1980 Iranian gunmen take over Iran’s embassy in London, taking hostage 26 people, including embassy staff, visitors and a police officer. Six days into the siege, the gunmen kill one of the hostages and throw his body out of an embassy window, prompting the SAS to storm the building, killing five of the six gunmen and rescuing all but one of the remaining hostages.

1988 The British embassy in Tehran is reopened.


A cartoon of Salman Rushdie in the Iranian newspaper Abrar asks readers to cut the head off the British writer on the 10th anniversary of the fatwa

1989-1998 In February 1989, Iran’s supreme leader, Ayatollah Ruhollah Khomeini, issues a fatwa ordering Muslims to kill Salman Rushdie for his book Satanic Verses, which Tehran declares blasphemous. The author goes into hiding and diplomatic ties with the UK are broken. In 1992, three Iranians, including two embassy staff, are booted out of the UK after an alleged plot to assassinate Rushdie is uncovered. In 1998, Tehran changes its position on Rushdie and says it no longer stands by the fatwa and would not encourage anyone else to act on it. Diplomatic relations are restored to a certain degree.

September 2001 Jack Straw becomes the first British foreign secretary to visit Iran since 1979 revolution.

2004 Tensions mount between the countries, with Iran unhappy about US and UK troops fighting near Shia holy cities in Iraq. Iranians protest outside the UK embassy in Tehran in May. In June, Iran detains eight British sailors for three days after their vessel reportedly strays into Iranian waters.

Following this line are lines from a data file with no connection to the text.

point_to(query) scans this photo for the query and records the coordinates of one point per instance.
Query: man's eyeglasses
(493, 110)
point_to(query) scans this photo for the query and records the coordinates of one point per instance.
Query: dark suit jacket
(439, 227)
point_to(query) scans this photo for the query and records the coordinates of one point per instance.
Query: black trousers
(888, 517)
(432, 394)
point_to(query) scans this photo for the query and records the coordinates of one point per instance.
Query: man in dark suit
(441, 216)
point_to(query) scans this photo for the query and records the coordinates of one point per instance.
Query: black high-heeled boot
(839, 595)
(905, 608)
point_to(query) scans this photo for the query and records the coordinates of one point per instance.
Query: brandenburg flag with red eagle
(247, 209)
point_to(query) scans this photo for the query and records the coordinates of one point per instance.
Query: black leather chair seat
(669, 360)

The same month, the UK – along with Germany and France – drafts a resolution highly critical of Tehran’s unwillingness to cooperate with International Atomic Energy Agency (IAEA) inspectors over Iran’s nuclear programme.

June 2009 President Mahmoud Ahmadinejad is re-elected. The opposition claims electoral fraud and there are mass protests across Iran. The country’s supreme leader, Ayatollaah Ali Khamenei, says the unrest was encouraged by “arrogant powers” in the west and singled out Britain as the “most evil of those powers”.


December 2009: Mahmoud Ahmadinejad waves to wellwishers from his car in Isfahan, south of Tehran

November 2011 After a report by the IAEA about Iran’s nuclear programme, the UK announces sanctions against the country and breaks off relations with its banks. On 27 November the Iranian parliament votes for the British ambassador to Iran to be expelled from the country. Two days later, protesters attack the UK embassy in Tehran. The UK government describes the incident, in which buildings were burned, petrol bombs and stones were thrown and the offices were ransacked, as “outrageous” and claims that the protesters have the backing of the Iranian government. The UK government orders all Iranian diplomats to leave Britain within 48 hours.

14 July 2015 After years of negotiations and sanctions, Iran reaches a deal in about its nuclear capacity with the US, UK, France, Germany, Russia and China. Iran promises to dismantle a considerable amount of its nuclear infrastructure, in exchange for sanctions being lifted. The deal, reach in Vienna, is helped by the election in June 2013 of Hassan Rouhani, who is thought to be a more moderate president than Ahmadinejad. After Rouhani’s election, the then UK foreign secretary, William Hague, says time has come to reopen the British embassy in Tehran.

August 2015 The British embassy in Tehran is reopened and the foreign secretary, Philip Hammond, visits along with a delegation of UK business leaders.